If partial thawing is necessary, before the food can be removed from the package, place in luke warm water for a few minutes. Complete thawing should be done in the refrigerator. If it takes more than 3 or 4 hours, thawing at room temperature may cause dangerous spoilage.
It is best to freeze meat pies and turnovers unbaked.
You can use any good meat loaf recipe for freezing foods. Just make enough for several meals instead of one and freeze the extra loaves.
Nuts are likely to discolor and become bitter when frozen in a solid mixture.
Recommended Maximum Storage Time Product at 0 * F. or lower
- Beef 6 – 8 months
- Fresh Pork and Veal 3 – 4 months
- Lamb 6 – 7 months
- Ground Beef 3 – 4 months
- Variety Meats (Liver, Heart, Tongue, etc.) 3 – 4 months
- Smoked Hams, Picnics and Slab Bacon (Whole, Halves or Quarters) Not to exceed 60 days
- Other Cured and Smoked Meats Not to exceed 60 days
- Sliced Bacon Not recommended for freezing
- Bologna, Frankfurters or Wieners Not recommended for freezing
- Fresh Pork Sausage Not recommended for freezing
- Giblets 4 months
- Chicken 5-12 months
- Turkey 6-12 months
How to wrap meat for freezing
For short periods in the freezer (no longer than one to two weeks), prepackaged self-service meats may be frozen in the original store package (film and board or tray). Make sure, though, that there are no breaks in the package.

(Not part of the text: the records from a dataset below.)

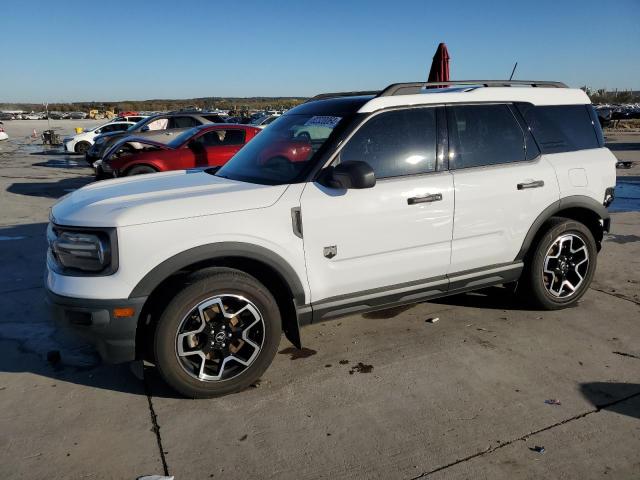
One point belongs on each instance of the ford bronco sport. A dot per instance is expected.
(396, 197)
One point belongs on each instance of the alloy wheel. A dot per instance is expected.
(565, 265)
(220, 338)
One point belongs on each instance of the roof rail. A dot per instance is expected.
(343, 94)
(416, 87)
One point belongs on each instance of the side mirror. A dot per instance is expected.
(352, 174)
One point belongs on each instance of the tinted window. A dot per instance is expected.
(183, 122)
(214, 118)
(561, 128)
(233, 137)
(484, 135)
(396, 143)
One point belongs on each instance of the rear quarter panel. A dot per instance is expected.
(584, 172)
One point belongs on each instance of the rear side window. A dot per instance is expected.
(484, 135)
(233, 137)
(396, 143)
(183, 122)
(219, 138)
(214, 118)
(561, 128)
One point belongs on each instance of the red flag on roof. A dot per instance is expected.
(440, 66)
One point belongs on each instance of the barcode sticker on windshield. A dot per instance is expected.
(322, 121)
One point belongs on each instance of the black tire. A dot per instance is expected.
(82, 147)
(140, 170)
(202, 287)
(535, 285)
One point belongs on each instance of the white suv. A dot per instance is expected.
(345, 204)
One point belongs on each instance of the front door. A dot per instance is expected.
(393, 240)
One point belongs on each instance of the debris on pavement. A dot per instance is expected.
(54, 357)
(361, 368)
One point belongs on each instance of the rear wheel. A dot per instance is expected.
(218, 335)
(140, 170)
(562, 265)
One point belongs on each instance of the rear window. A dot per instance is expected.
(561, 128)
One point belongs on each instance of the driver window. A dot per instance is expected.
(158, 124)
(396, 143)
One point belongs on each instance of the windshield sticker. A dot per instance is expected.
(322, 121)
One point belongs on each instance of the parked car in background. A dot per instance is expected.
(129, 118)
(202, 146)
(31, 116)
(239, 119)
(160, 128)
(81, 142)
(77, 115)
(262, 122)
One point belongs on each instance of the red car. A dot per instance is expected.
(203, 146)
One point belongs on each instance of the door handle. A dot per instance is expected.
(434, 197)
(534, 184)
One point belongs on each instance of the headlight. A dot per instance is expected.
(86, 250)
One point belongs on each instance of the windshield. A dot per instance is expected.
(183, 137)
(138, 125)
(279, 153)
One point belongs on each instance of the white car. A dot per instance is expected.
(390, 198)
(81, 142)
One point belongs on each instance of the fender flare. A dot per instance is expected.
(573, 201)
(219, 250)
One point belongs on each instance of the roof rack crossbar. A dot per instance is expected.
(416, 87)
(343, 94)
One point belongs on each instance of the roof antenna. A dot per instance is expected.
(513, 71)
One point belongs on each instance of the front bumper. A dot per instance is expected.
(94, 320)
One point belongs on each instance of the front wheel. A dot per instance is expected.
(562, 265)
(82, 147)
(218, 335)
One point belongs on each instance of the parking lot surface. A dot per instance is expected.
(387, 394)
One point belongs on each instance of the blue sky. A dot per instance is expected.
(117, 50)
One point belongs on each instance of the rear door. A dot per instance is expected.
(502, 184)
(388, 243)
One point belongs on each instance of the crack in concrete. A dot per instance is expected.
(524, 437)
(154, 421)
(617, 295)
(625, 354)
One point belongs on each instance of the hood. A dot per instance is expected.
(160, 197)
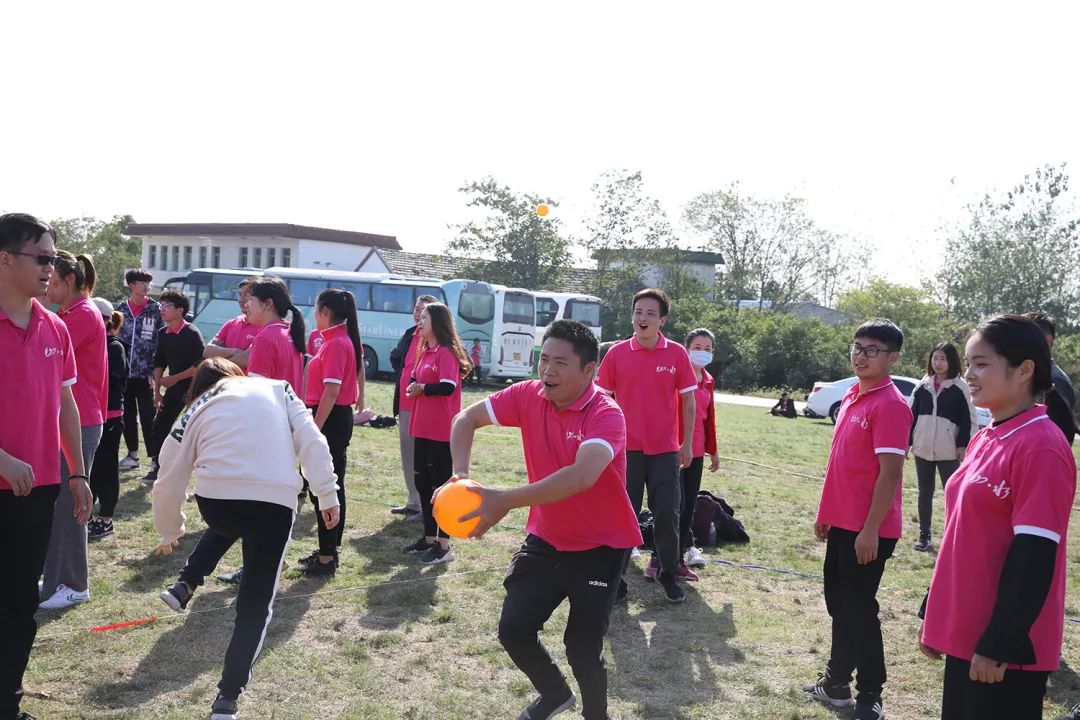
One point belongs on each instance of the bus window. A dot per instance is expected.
(362, 291)
(392, 298)
(476, 304)
(586, 312)
(547, 311)
(305, 291)
(518, 308)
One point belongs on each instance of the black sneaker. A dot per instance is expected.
(834, 694)
(318, 569)
(544, 709)
(672, 589)
(98, 528)
(868, 706)
(224, 709)
(177, 596)
(419, 546)
(436, 554)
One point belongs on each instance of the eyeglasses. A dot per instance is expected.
(869, 352)
(41, 259)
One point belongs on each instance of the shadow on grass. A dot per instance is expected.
(197, 644)
(670, 668)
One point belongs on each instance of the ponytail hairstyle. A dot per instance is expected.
(342, 309)
(446, 335)
(208, 374)
(81, 267)
(274, 289)
(1018, 339)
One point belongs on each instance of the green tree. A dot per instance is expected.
(111, 252)
(1017, 253)
(512, 245)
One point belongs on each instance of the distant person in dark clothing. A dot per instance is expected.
(784, 407)
(1066, 401)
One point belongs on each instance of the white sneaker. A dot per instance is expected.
(694, 558)
(65, 597)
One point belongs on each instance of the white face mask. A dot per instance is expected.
(700, 357)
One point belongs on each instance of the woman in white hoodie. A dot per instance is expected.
(241, 437)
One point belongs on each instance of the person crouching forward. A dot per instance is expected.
(240, 433)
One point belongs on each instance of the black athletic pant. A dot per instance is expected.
(1017, 697)
(138, 412)
(925, 471)
(105, 474)
(851, 599)
(691, 484)
(262, 530)
(540, 578)
(338, 433)
(25, 526)
(172, 406)
(433, 466)
(661, 475)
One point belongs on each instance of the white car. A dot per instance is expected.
(824, 399)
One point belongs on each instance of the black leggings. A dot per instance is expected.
(433, 466)
(105, 474)
(262, 530)
(138, 411)
(691, 484)
(338, 433)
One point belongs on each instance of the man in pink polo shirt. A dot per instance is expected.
(860, 518)
(581, 525)
(653, 382)
(41, 419)
(233, 339)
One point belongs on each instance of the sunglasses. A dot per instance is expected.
(41, 259)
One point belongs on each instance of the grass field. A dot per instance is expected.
(388, 639)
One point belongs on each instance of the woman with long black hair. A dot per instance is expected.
(67, 573)
(331, 390)
(996, 605)
(435, 388)
(943, 423)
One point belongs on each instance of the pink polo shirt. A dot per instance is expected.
(237, 333)
(274, 356)
(408, 364)
(432, 413)
(873, 423)
(35, 364)
(1018, 477)
(597, 517)
(648, 384)
(86, 330)
(335, 362)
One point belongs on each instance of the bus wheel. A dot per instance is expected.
(370, 364)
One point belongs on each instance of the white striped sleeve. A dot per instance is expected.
(1038, 532)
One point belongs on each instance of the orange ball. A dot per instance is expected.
(454, 501)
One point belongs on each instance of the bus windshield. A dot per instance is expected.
(518, 308)
(586, 312)
(476, 304)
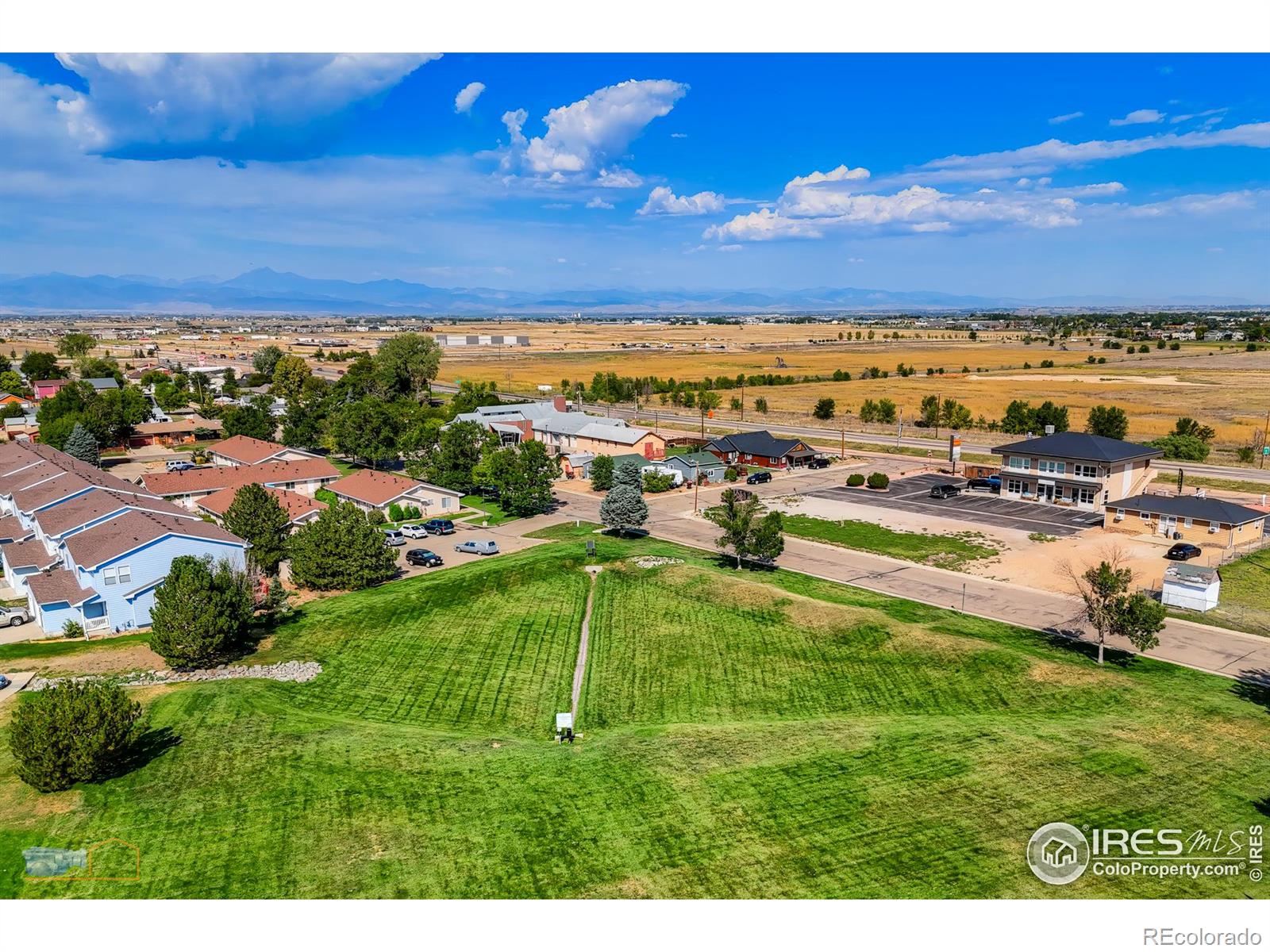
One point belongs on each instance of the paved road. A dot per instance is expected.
(1232, 654)
(829, 438)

For longer periods in the freezer, use special freezer wrapping materials. Either of the following methods of wrapping is recommended:
A single moisture-vapor-proof sheet or bag which may be tied, taped, heat-sealed, or folded. This single sheet should be strong enough to resist puncturing and tearing.
Or a double wrap consisting of:
a. An inner wrap of moisture-vapor-proof paper, cellophane, pliofilm, aluminum foil, or other special freezer storage types of packaging materials available on the market. (Ordinary waxed paper is not moisture-vapor-proof and therefore is not satisfactory.)

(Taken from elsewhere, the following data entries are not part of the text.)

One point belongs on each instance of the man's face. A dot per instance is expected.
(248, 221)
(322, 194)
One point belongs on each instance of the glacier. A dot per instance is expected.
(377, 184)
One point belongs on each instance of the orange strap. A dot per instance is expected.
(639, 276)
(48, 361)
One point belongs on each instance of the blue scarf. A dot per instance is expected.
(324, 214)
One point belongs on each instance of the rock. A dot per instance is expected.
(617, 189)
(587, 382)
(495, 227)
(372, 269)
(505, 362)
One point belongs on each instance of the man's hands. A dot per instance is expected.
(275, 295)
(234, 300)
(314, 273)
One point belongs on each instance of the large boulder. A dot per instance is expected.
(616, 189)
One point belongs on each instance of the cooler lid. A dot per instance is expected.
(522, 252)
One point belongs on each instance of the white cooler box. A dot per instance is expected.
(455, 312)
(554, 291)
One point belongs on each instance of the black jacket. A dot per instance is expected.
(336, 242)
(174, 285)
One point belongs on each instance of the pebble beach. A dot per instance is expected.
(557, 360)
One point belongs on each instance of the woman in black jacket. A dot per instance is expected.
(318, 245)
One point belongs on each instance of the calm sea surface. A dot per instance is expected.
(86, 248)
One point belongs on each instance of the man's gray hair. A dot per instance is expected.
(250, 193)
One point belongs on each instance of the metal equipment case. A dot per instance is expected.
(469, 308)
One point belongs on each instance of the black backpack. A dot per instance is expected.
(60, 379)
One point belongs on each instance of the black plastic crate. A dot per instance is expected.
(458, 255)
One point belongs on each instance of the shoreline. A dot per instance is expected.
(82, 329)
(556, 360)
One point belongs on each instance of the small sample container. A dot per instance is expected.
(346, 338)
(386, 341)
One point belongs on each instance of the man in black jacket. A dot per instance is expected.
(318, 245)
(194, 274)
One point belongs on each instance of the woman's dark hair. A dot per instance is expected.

b. An outer wrap of special packaging material or heavy wrapping paper. If an outer wrap of high heat insulating value is used (several thicknesses of wrapping paper, for example), the meat should be inner wrapped and frozen before the outer wrap is applied.
Meats wrapped in ordinary market paper should be unwrapped and then rewrapped for freezing as outlined here.
A satisfactory method of making a package for freezing is as follows:
1. Use enough paper so the edges may be folded down at least three times.
2. Place the meat in the center of the paper.
3. Separate individual servings (such as steaks, chops, or ground meat patties) with sheets of freezer paper so they will come apart easily before cooking.
4. Bring two edges of paper together above the meat and fold down in 1/2-inch to 1-inch folds until the paper is tight against the meat.
5. Press the wrap closely to the meat to force out air.
6. Seal edges carefully with freezer tape, or fold over ends at least twice and tie securely.
Mark each frozen meat package to show contents, number of servings and date of freezing.